11

71 15 2
                                    

Greha menatap satu stoples coklat dengan pita biru itu dengan pandangan berbinar.

Ia tidak sabar memberikannya pada Dirga. Greha memikirkan jenis ekspresi apa yang akan ditampilkan Dirga. Mungkin saja pemuda berkacamata itu akan terkejut, kaget, atau tetap datar.

Yang jelas, Greha tidak berani menjamin jika Dirga tiba-tiba akan tersenyum sembari memperlihatkan deretan giginya.

Serasa itu adalah hal yang mustahil.

"Ya elah, diliatin mulu coklatnya." Rini duduk begitu saja di sebelah Greha.

"Iya, dong! Ini buat seseorang yang spesial. Katanya, coklat bisa membawa kebahagiaan seseorang." Greha menjawab riang. Ia bahkan sempat menjauhkan coklat itu dari jangkauan Rini sebab gadis itu hendak menyentuhnya. Rini sampai berdecak sebab karena menganggap Greha terlalu pelit dan berlebihan.

Di sisi lain, Mike baru saja masuk ke dalam kelas. Secepat kilat Greha langsung memalingkan wajah. Setidaknya jika ia masih belum cukup mampu melawan Mike, setidaknya ia menghindar atau tidak menganggap kehadiran Mike sebagai salah satu hal yang penting.
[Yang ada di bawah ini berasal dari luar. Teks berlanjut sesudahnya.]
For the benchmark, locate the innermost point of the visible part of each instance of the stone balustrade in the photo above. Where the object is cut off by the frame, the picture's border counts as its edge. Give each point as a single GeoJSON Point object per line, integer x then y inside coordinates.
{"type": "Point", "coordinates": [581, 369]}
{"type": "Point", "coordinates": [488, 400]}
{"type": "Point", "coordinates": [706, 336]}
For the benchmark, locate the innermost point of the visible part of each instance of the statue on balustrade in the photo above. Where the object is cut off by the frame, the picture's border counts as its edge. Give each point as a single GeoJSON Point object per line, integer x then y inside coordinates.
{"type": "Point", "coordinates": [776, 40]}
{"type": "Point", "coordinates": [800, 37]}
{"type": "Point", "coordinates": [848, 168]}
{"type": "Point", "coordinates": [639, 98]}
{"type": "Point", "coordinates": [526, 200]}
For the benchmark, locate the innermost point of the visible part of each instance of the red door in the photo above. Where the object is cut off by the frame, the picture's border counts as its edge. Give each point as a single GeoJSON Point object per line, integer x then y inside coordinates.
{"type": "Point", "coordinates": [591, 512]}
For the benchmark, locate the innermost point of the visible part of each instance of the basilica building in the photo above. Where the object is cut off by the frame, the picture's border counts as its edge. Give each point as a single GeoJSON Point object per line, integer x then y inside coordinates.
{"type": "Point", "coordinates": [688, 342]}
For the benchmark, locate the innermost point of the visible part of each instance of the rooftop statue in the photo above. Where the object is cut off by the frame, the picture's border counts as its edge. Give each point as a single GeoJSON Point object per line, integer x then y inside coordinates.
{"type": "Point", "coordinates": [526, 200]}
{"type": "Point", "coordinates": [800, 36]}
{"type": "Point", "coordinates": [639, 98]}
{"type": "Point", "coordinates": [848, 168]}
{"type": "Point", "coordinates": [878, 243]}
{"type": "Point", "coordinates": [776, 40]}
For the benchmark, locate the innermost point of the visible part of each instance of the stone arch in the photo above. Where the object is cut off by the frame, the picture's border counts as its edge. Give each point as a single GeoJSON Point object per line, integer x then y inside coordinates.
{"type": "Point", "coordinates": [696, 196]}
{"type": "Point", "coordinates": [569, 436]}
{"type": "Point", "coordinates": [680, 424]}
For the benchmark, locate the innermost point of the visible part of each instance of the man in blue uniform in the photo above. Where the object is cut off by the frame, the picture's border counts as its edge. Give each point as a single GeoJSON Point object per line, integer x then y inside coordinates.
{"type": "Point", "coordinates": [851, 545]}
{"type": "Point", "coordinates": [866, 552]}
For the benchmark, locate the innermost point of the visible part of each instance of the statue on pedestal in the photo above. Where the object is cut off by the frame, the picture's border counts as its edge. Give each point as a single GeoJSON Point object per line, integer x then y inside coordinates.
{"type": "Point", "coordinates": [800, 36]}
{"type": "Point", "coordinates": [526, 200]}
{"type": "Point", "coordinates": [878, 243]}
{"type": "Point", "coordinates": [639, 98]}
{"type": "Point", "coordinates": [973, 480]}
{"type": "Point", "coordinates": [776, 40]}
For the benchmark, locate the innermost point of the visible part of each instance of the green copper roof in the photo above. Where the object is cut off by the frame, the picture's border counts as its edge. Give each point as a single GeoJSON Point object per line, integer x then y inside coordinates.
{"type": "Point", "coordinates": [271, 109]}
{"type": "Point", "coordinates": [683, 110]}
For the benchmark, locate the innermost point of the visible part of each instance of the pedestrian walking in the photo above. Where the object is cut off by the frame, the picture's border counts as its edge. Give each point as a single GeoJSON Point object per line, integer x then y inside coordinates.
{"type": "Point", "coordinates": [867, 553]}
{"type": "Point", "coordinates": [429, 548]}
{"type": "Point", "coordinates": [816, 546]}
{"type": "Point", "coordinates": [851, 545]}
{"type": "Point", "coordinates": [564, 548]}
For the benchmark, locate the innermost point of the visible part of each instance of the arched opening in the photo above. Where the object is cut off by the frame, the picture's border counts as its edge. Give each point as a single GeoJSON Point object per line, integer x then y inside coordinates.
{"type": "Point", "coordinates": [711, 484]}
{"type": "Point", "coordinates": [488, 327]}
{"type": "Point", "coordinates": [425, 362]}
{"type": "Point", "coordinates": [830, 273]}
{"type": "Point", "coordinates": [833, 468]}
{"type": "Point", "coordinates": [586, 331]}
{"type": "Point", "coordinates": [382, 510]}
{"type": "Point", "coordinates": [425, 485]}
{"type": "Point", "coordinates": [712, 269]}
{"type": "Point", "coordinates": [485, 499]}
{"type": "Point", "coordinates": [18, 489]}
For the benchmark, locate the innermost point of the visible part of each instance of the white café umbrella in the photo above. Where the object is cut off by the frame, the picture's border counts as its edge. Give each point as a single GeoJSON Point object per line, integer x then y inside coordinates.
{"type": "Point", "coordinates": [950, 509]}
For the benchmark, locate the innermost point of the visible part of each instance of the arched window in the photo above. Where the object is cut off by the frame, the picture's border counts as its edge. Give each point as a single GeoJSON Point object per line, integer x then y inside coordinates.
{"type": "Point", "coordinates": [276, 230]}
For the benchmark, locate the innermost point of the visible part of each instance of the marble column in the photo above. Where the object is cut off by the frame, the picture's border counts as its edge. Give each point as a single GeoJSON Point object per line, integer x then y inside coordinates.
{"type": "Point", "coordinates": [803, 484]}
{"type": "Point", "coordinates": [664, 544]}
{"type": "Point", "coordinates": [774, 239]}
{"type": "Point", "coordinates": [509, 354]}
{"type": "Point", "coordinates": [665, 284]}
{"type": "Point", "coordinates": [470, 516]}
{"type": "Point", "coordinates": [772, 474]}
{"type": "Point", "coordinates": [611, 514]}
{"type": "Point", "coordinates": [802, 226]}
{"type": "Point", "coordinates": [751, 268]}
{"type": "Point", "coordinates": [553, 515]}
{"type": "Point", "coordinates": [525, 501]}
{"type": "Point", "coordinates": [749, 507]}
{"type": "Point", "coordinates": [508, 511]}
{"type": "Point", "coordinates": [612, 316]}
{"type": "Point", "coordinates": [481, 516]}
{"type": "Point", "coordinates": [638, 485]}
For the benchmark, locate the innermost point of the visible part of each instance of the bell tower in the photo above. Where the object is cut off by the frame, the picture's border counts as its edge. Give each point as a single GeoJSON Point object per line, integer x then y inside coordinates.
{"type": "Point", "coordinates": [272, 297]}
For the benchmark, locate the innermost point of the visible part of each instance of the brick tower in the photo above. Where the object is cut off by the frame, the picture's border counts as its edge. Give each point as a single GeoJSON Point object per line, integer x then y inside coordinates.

Sebelum Mike duduk kembali di tempatnya, Greha masih enggan menoleh.

Rini menepuk pelan pundak Greha. "Udah, dia udah duduk di bangkunya."

Barulah Greha kembali menoleh ke depan.

Sementara Mike yang memang duduk tak jauh dari bangku Greha tersenyum tipis. Sepertinya ia memikirkan sesuatu agar gadis itu menyadari keberadaannya. Michael Delovano tidak suka diabaikan.


***


Dafa menundukkan kepalanya saat berhadapan langsung dengan Dirga. Dibandingkan Ikhsan--yang notabene ketua kelas mereka, entah mengapa Dafa seolah jauh lebih malu menatap Dirga. Ia merasa bersalah telah menghilang dan tak berusaha memberitahu Dirga tentang keadaannya selama hampir satu minggu ini.

"Kapan sih lo mau berubah, Daf? Lo yang berkelakuan jelek tapi seisi kelas kena getahnya! Teman sekelas yang sama sekali nggak salah pun jadi sasaran gosip beberapa guru. Apa lo nggak mikirin ini sama sekali?" Ikhsan berkacak pinggang. Ia jengkel dengan tingkah Dafa yang semakin bebal dari hari ke hari.

Dafa mengarahkan pandangannya pada Ikhsan. "Kenapa juga omongan guru-guru tukang gosip lo telan mentah-mentah? Ngapain juga kalian marah kalau gosip itu emang nggak benar?"

"Astaga," geram Ikhsan dengan nada tertahan. "Lo emang nggak ngerti, yah?! Ini soal anak kelas kita, bukan cuma masalah lo doang. Setiap anak kelas kita lewat di depan guru-guru, yang mereka dapat tatapan meremehkan. Emangnya diperlakukan kayak gitu nggak sakit hati?" Ikhsan membalas dengan kedua tangan mengepal.

Dafa berdecih. "Nggak usah sangkut pautin segala hal yang jelek ke gue. Gue sadar kalau gue emang biang masalah. Urus aja diri kalian masing-masing!"

"Lo..."

Dirga langsung menahan tubuh Ikhsan saat hendak meraih kerah seragam Dafa. Seisi kelas menjadi tegang karena perdebatan Dafa dan Ikhsan. Untung saja Dirga menjadi penengah di antara mereka, dan selama ada Dirga mereka merasa aman.

Tangan Dirga terulur menepuk pundak Ikhsan. "Sabar, San. Jangan gedein emosi lo!"

Ikhsan mengusap wajahnya frustasi. "Pusing gue ngadepin teman lo ini. Lama-lama gue bisa tambah frustasi karena masalah dia."

"Lo ngomong seolah-olah gue harus terus mementingkan reputasi dan citra kalian di sekolah ini! Kalian bikin gue muak!" Dafa berkata dengan nada suara meninggi. "Apa-apa selalu gue. Kalian pikir gue juga nggak ada beban dan taunya buat masalah terus?"